Je rappelle qu’au Venezuela vit aussi une importante communauté européenne provenant de divers pays, dont 400 000 personnes venant du Portugal. J’appelle votre attention sur le fait que des milliers de ressortissants européens sont retournés en Europe, en particulier au Portugal, au Royaume-Uni ou en Espagne.

L’Assemblée parlementaire doit donc se montrer solidaire envers le peuple vénézuélien. Nous devons demander à ce pays d’autoriser l’aide humanitaire et nous efforcer de trouver des solutions pour venir en aide à ceux qui le quittent actuellement. Face à cette situation, nous ne pouvons pas rester indifférents.

LA PRÉSIDENTE*– Chers collègues, étant donné l’importance du débat et le nombre d’inscrits sur la liste des orateurs, je souhaite vous proposer une modification de l’ordre du jour.

Le débat d’actualité de cet après-midi deviendrait le deuxième point de l’ordre du jour de demain après-midi – et non le premier car nous recevons une invitée –, ce qui nous permettrait de poursuivre le débat en cours et de procéder aux votes nécessaires cet après-midi.

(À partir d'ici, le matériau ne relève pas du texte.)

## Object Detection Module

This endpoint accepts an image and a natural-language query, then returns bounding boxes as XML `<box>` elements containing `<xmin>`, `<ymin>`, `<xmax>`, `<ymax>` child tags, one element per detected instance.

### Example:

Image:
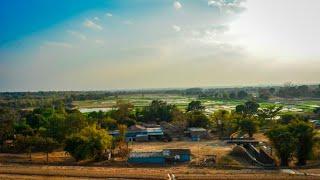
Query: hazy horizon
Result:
<box><xmin>0</xmin><ymin>0</ymin><xmax>320</xmax><ymax>92</ymax></box>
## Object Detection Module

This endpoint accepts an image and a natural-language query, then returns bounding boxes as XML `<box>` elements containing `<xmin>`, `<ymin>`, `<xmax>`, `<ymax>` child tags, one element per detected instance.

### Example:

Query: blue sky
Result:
<box><xmin>0</xmin><ymin>0</ymin><xmax>320</xmax><ymax>91</ymax></box>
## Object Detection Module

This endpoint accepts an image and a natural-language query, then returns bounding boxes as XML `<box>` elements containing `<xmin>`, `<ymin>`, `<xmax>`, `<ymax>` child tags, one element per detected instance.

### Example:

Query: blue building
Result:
<box><xmin>163</xmin><ymin>149</ymin><xmax>191</xmax><ymax>162</ymax></box>
<box><xmin>128</xmin><ymin>149</ymin><xmax>191</xmax><ymax>165</ymax></box>
<box><xmin>128</xmin><ymin>151</ymin><xmax>165</xmax><ymax>164</ymax></box>
<box><xmin>109</xmin><ymin>125</ymin><xmax>164</xmax><ymax>142</ymax></box>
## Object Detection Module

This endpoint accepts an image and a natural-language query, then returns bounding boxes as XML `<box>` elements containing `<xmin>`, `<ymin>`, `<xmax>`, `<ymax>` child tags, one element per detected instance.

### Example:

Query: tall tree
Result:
<box><xmin>288</xmin><ymin>120</ymin><xmax>315</xmax><ymax>166</ymax></box>
<box><xmin>186</xmin><ymin>101</ymin><xmax>205</xmax><ymax>112</ymax></box>
<box><xmin>266</xmin><ymin>125</ymin><xmax>297</xmax><ymax>166</ymax></box>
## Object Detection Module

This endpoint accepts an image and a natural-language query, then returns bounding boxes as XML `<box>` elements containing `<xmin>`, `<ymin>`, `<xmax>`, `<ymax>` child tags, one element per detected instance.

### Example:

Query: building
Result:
<box><xmin>163</xmin><ymin>149</ymin><xmax>191</xmax><ymax>162</ymax></box>
<box><xmin>128</xmin><ymin>149</ymin><xmax>191</xmax><ymax>165</ymax></box>
<box><xmin>186</xmin><ymin>127</ymin><xmax>208</xmax><ymax>141</ymax></box>
<box><xmin>128</xmin><ymin>151</ymin><xmax>165</xmax><ymax>164</ymax></box>
<box><xmin>309</xmin><ymin>120</ymin><xmax>320</xmax><ymax>129</ymax></box>
<box><xmin>109</xmin><ymin>125</ymin><xmax>164</xmax><ymax>142</ymax></box>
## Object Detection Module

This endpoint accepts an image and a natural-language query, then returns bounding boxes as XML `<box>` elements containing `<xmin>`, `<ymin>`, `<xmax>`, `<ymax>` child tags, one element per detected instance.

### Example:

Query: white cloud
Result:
<box><xmin>123</xmin><ymin>20</ymin><xmax>133</xmax><ymax>25</ymax></box>
<box><xmin>67</xmin><ymin>30</ymin><xmax>87</xmax><ymax>40</ymax></box>
<box><xmin>106</xmin><ymin>13</ymin><xmax>112</xmax><ymax>17</ymax></box>
<box><xmin>173</xmin><ymin>1</ymin><xmax>182</xmax><ymax>10</ymax></box>
<box><xmin>93</xmin><ymin>16</ymin><xmax>100</xmax><ymax>21</ymax></box>
<box><xmin>83</xmin><ymin>19</ymin><xmax>103</xmax><ymax>31</ymax></box>
<box><xmin>172</xmin><ymin>25</ymin><xmax>181</xmax><ymax>32</ymax></box>
<box><xmin>44</xmin><ymin>41</ymin><xmax>73</xmax><ymax>48</ymax></box>
<box><xmin>208</xmin><ymin>0</ymin><xmax>245</xmax><ymax>14</ymax></box>
<box><xmin>94</xmin><ymin>39</ymin><xmax>105</xmax><ymax>45</ymax></box>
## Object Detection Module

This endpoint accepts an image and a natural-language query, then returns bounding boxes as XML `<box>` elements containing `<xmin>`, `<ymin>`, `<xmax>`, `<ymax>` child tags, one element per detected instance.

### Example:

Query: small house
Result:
<box><xmin>109</xmin><ymin>125</ymin><xmax>164</xmax><ymax>142</ymax></box>
<box><xmin>187</xmin><ymin>127</ymin><xmax>208</xmax><ymax>141</ymax></box>
<box><xmin>163</xmin><ymin>149</ymin><xmax>191</xmax><ymax>162</ymax></box>
<box><xmin>128</xmin><ymin>151</ymin><xmax>165</xmax><ymax>164</ymax></box>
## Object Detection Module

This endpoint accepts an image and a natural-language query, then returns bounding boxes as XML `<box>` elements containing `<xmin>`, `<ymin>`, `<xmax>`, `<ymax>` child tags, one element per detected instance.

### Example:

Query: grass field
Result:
<box><xmin>74</xmin><ymin>94</ymin><xmax>320</xmax><ymax>113</ymax></box>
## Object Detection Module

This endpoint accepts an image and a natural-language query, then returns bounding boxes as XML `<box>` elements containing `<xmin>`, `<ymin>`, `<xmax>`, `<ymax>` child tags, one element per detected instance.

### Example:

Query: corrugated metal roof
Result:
<box><xmin>188</xmin><ymin>127</ymin><xmax>207</xmax><ymax>131</ymax></box>
<box><xmin>129</xmin><ymin>151</ymin><xmax>163</xmax><ymax>158</ymax></box>
<box><xmin>163</xmin><ymin>149</ymin><xmax>191</xmax><ymax>155</ymax></box>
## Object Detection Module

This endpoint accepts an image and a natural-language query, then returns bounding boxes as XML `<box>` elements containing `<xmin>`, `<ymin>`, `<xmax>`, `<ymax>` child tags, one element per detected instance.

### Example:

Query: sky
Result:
<box><xmin>0</xmin><ymin>0</ymin><xmax>320</xmax><ymax>91</ymax></box>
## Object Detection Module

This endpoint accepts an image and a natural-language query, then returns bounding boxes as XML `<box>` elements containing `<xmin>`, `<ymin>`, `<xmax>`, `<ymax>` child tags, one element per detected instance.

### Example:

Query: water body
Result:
<box><xmin>79</xmin><ymin>108</ymin><xmax>112</xmax><ymax>113</ymax></box>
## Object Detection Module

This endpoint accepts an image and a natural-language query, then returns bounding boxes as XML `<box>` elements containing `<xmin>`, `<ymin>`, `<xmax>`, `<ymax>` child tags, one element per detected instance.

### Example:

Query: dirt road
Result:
<box><xmin>0</xmin><ymin>164</ymin><xmax>319</xmax><ymax>180</ymax></box>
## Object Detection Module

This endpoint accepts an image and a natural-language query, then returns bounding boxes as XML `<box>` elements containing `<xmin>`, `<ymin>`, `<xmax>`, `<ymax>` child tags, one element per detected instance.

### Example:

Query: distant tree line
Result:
<box><xmin>0</xmin><ymin>83</ymin><xmax>320</xmax><ymax>109</ymax></box>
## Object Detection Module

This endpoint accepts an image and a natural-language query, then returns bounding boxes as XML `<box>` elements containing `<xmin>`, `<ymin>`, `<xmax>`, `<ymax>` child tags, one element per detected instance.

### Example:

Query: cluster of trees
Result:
<box><xmin>212</xmin><ymin>101</ymin><xmax>319</xmax><ymax>166</ymax></box>
<box><xmin>266</xmin><ymin>119</ymin><xmax>316</xmax><ymax>166</ymax></box>
<box><xmin>277</xmin><ymin>83</ymin><xmax>320</xmax><ymax>98</ymax></box>
<box><xmin>0</xmin><ymin>97</ymin><xmax>320</xmax><ymax>165</ymax></box>
<box><xmin>0</xmin><ymin>102</ymin><xmax>116</xmax><ymax>160</ymax></box>
<box><xmin>0</xmin><ymin>83</ymin><xmax>320</xmax><ymax>109</ymax></box>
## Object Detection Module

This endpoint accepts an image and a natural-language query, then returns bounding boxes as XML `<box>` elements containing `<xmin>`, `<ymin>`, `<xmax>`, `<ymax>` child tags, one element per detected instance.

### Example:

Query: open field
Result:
<box><xmin>74</xmin><ymin>94</ymin><xmax>320</xmax><ymax>112</ymax></box>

Une majorité des deux tiers des votants est nécessaire pour prendre cette décision. Approuvez-vous cette proposition, sachant qu’un orateur pour et un orateur contre peuvent s’exprimer ?

Mme OOMEN-RUIJTEN (Pays-Bas), présidente de la commission des questions politiques et de la démocratie* – Excellente idée, Madame la Présidente.

M. KIRAL (Ukraine)* – Je suis opposé à cette idée. Le débat d’actualité concerne l’avenir du Conseil de l’Europe, et il y a beaucoup d’inscrits dans ce débat également. C’est d’ailleurs mon cas ; or je ne serai pas là demain en fin d’après-midi. J’imagine que bien d’autres collègues sont dans la même situation.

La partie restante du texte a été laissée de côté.